Initially, we note that by seeking a stay of the foreclosure and sale and a recomputation of the mortgage balance, the defendant Erhal clearly breached its obligation pursuant to the stipulation to neither "oppose nor object to [the] completing [of] the foreclosure * * * and [to] fully cooperate * * * in obtaining the foreclosure and sale of the subject premises”. Hence, with respect to the plaintiffs’ first two causes of action seeking compensatory damages for the breach of the stipulation the plaintiffs were entitled to summary judgment. However, the dismissal of the claim for punitive damages set forth in the third cause of action is warranted herein, as an award of such damages is not available for the breach of a mere private contract (see, Garrity v Lyle Stuart, Inc., 40 NY2d 354; Supreme Automotive Mfg. Corp. v Continental Cas. Co., 126 AD2d 153, lv dismissed 69 NY2d 1038), even where there is a *696showing that the breach was occasioned by an intentional failure to comply with the terms of the parties’ agreement (see, e.g., Burger v Brookhaven Med. Arts Bldg., 131 AD2d 622; Philips v Republic Ins. Co., 108 AD2d 845, affd 65 NY2d 1000).

Moreover, the fourth cause of action seeking damages for tortious interference with contract similarly must be dismissed, as an essential element of such a claim is the malicious procurement of the breach of a valid contract (see, Inselman & Co. v FNB Fin. Co., 41 NY2d 1078; Israel v Wood Dolson Co., 1 NY2d 116; Novak v Rubin, 129 AD2d 780, rearg granted and lv denied 133 AD2d 223).
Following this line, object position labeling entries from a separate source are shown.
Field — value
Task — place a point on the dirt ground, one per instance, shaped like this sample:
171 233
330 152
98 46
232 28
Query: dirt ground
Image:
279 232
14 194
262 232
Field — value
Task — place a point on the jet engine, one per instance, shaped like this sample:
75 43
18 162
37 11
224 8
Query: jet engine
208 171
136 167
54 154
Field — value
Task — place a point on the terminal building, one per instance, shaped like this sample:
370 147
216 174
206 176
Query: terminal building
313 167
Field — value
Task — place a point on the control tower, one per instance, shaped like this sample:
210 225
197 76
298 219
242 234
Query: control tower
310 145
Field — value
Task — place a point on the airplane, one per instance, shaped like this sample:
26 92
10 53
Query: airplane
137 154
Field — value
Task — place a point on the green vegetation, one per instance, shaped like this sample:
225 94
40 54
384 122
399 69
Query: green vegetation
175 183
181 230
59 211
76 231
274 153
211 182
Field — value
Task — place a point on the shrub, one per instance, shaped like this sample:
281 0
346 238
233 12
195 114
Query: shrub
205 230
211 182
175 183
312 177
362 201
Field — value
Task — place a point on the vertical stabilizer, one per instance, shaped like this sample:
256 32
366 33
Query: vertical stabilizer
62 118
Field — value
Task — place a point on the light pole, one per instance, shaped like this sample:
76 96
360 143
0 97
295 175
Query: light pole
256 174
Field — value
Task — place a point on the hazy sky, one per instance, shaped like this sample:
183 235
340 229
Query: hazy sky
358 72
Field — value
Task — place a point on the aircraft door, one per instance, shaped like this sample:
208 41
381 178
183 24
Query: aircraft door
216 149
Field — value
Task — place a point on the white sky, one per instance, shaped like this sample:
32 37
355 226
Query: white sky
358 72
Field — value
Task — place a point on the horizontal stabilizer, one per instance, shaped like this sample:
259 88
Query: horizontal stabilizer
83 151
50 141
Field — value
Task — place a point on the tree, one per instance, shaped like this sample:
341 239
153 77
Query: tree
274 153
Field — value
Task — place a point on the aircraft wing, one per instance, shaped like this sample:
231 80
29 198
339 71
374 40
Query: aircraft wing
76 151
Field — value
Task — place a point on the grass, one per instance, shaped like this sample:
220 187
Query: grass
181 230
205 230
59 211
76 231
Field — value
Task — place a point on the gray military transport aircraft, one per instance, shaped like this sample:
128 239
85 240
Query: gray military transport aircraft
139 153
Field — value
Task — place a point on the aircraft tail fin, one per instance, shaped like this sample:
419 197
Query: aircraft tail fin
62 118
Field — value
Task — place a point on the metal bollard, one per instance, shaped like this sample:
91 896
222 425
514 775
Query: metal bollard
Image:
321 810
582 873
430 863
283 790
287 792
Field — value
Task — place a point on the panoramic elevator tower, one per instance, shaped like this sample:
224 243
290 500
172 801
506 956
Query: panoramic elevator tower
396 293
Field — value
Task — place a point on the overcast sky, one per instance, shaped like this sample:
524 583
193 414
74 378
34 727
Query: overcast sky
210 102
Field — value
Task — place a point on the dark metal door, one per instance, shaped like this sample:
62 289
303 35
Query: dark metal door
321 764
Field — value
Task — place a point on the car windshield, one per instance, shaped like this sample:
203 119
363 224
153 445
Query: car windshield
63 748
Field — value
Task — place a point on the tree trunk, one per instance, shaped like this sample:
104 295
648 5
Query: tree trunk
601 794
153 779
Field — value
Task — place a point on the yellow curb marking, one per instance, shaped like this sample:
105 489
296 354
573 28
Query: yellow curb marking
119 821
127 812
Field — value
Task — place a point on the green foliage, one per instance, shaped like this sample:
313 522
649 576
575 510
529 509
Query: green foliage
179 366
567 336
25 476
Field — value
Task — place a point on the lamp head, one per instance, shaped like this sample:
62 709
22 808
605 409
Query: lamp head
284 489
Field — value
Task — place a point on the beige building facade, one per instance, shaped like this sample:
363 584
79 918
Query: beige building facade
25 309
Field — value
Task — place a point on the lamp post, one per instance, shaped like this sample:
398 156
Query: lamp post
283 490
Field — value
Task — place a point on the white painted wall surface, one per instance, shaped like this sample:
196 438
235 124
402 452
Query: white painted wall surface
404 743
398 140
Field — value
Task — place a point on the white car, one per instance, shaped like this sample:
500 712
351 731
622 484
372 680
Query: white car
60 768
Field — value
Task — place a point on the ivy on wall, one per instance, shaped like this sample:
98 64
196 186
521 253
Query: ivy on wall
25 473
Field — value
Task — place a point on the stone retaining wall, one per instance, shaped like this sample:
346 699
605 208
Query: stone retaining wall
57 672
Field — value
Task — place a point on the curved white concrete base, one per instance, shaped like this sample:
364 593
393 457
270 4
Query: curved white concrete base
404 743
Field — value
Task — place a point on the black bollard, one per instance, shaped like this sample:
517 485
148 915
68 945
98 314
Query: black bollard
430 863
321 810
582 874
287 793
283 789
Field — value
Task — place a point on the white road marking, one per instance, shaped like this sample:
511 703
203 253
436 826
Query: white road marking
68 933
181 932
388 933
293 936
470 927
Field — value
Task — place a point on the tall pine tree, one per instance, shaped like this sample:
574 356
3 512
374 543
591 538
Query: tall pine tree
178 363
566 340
The plaintiffs have failed to allege that a breach of the contract of sale of the property occurred herein, and it instead appears that the subject realty was sold by the plaintiffs to a third party despite the existence of the notice of pendency filed by the defendant Erhal. In the absence of such a breach, the plaintiffs’ fourth cause of action cannot lie.

Furthermore, summary judgment dismissing the entire complaint as against the individual defendant Halpern should have been granted, as Halpern was not a signatory to the stipulation and could not be held personally liable for the corporate defendant’s breach thereof, nor did the plaintiffs come forward with evidence of any actionable tortious conduct on the part of Halpern which might subject him to personal liability (see, e.g., Murtha v Yonkers Child Care Assn., 45 NY2d 913; Citicorp Retail Servs. v Wellington Mercantile Servs., 90 AD2d 532).

In view of the foregoing, we find it unnecessary to review the order entered June 3, 1987. We have considered the remaining contentions of the parties and find them to be without merit. Kunzeman, J. P., Rubin, Eiber and Sullivan, JJ., concur.